# Low frequency noise coming from the rear



## 04m6_ca (Feb 27, 2005)

I took the car into the dealer yesterday and went for a ride with the service advisor to have him listen to a noise that sounds like a "growl" or "grumble" comming from the rear of the car. The noise can be heard from 40 to 70mph, in gear or out. It does not change in pitch, frequency, or loudness. :confused 

The advisor says the noise is due to the aggressive tire tread pattern and the fact that the tires are 65% worn. Has anyone else noticed this? I have lots of warrenty left, if it turns out to be a wheel bearing or somthing else, but.... 

Thanks


----------



## silvergoat05 (Jun 15, 2005)

If the noise changes pitch when you let off the gas and then again when you reapply, the noise is in the pinion. A tire noise will not change pitch as noticably, it is speed sensitive, not load like the diff.

Don't let them BS you. If you need a second opinion, go to a reputable shop in your area that can do rearends and pay to have them listen to it. Not all dlrs are set up to do rearends. Nor are all shops, so shop wisely.


----------



## JMVorbeck (Jun 1, 2005)

I'm sorry about this, its because I am immature, but after reading the title of this thread I cannot help myself.

"Insert fart joke here" :rofl: :lol: :lol:


----------



## silvergoat05 (Jun 15, 2005)

JMVorbeck said:


> I'm sorry about this, its because I am immature, but after reading the title of this thread I cannot help myself.
> 
> "Insert fart joke here" :rofl: :lol: :lol:


As long as you know where your weakness's lay :lol: 

Butt here you go :rofl: 
http://www.miggy.net/multimedia/preacher.htm


----------



## GTO For Life (Aug 26, 2005)

Sounds like my buddy's problem he had with his '02 Dodge Ram, it was his differential... Is there any vibrating feeling when you turn? His was also doing that.


----------



## b_a_betterperson (Feb 16, 2005)

04m6_ca said:


> The advisor says the noise is due to the aggressive tire tread pattern and the fact that the tires are 65% worn.

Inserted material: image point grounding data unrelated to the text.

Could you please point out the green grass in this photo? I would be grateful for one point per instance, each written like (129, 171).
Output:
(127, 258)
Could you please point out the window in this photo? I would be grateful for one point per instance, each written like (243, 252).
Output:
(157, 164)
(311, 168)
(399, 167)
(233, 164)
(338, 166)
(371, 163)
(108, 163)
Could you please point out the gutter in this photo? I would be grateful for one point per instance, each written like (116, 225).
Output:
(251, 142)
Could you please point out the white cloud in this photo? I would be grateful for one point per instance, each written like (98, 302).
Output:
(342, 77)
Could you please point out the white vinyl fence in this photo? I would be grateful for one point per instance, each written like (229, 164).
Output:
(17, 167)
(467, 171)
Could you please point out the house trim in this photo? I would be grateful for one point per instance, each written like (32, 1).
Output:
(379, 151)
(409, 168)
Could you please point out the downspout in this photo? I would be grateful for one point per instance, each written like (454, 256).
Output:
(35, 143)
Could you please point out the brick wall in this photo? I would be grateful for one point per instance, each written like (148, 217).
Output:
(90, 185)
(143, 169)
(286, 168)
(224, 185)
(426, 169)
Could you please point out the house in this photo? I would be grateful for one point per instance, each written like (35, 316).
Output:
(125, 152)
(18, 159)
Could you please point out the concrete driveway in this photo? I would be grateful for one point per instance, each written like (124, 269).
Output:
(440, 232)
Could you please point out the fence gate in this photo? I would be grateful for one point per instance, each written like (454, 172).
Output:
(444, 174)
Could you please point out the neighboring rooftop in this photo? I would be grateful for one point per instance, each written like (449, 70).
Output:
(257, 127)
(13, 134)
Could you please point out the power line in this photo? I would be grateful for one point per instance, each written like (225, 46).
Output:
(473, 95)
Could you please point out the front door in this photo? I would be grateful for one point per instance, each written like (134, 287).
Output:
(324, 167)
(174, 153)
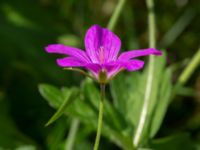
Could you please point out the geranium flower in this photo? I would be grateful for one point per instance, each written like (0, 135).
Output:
(101, 57)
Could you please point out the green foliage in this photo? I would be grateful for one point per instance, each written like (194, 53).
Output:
(24, 33)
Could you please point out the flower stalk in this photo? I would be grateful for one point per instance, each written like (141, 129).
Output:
(152, 43)
(100, 118)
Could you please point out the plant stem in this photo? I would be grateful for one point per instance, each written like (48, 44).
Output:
(72, 134)
(116, 14)
(190, 68)
(100, 119)
(148, 89)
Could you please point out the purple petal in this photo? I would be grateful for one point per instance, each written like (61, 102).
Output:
(114, 67)
(133, 65)
(137, 53)
(67, 50)
(101, 44)
(94, 68)
(70, 62)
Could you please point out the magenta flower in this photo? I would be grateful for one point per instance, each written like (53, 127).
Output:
(101, 55)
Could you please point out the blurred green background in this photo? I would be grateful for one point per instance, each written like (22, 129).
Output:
(27, 26)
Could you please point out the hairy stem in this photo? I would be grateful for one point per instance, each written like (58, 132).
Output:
(116, 14)
(100, 118)
(148, 89)
(72, 134)
(187, 72)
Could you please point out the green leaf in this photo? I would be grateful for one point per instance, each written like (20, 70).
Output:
(52, 94)
(111, 115)
(175, 142)
(162, 102)
(67, 100)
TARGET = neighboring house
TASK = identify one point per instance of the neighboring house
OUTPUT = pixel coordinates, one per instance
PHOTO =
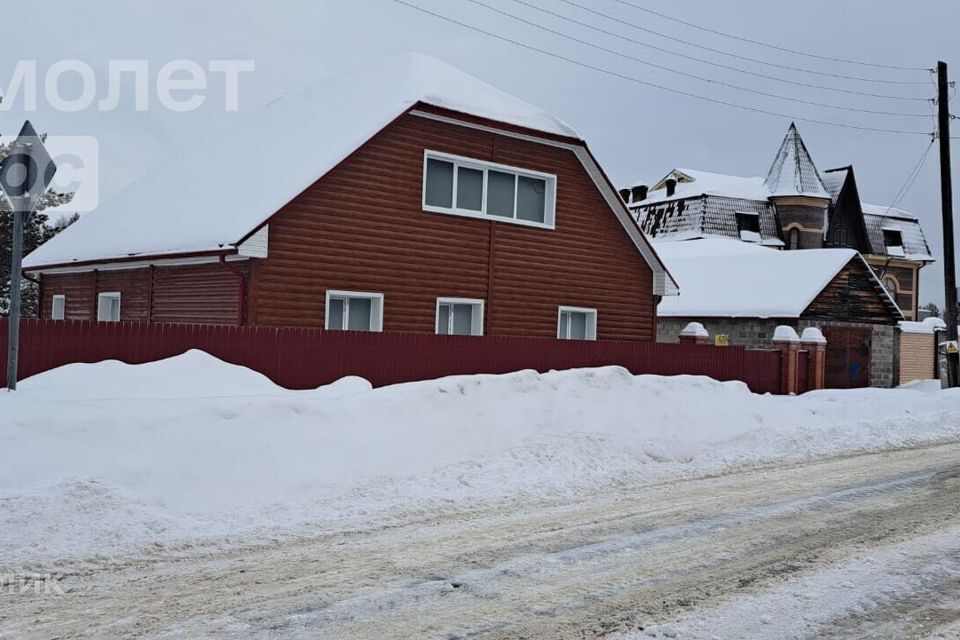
(409, 196)
(793, 207)
(745, 291)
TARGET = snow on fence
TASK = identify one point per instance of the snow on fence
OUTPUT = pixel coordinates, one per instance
(307, 358)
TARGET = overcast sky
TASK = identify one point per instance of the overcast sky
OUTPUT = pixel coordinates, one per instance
(637, 131)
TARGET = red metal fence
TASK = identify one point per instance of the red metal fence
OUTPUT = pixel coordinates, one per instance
(308, 358)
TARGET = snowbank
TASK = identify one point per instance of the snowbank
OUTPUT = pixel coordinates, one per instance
(105, 459)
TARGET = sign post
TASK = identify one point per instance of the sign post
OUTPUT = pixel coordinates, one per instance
(25, 175)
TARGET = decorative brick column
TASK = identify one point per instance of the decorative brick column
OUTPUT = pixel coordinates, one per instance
(788, 342)
(816, 345)
(694, 333)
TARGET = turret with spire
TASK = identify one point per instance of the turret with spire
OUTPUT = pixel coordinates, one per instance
(798, 192)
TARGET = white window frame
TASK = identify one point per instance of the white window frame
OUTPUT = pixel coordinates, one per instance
(592, 317)
(62, 299)
(476, 322)
(376, 310)
(550, 197)
(109, 295)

I get a similar noise -- and it's definitely tire related. I've tried to adjust tire pressures, etc. -- but it's there and definitely annoying. That said, mind occurs at a lower MPH range than yours -- from 20 to 40.


----------



## 04m6_ca (Feb 27, 2005)

Thanks for the comments and, no, no vibration when turning. I hope it is just tire noise.


----------



## Pennsylvania Goat (Jul 22, 2005)

You'll only hear the pinion noise when your foot is on the gas and there is pressure on the differential and pinions. Foot off gas..no noise. I took a Pontiac rep for a ride last week and now a new rear for my GTO is on backorder. With only 1150 miles on the Goat shes getting a new rear :confused 

Luckly, GM new all about it and didn't hesitate to put me on the list. 

I'm not so sure about the tire noise though. I have 285 BFG AT's on my Tahoe and they dont make much noise! (although the Flowmaster might have something to do with that.)


----------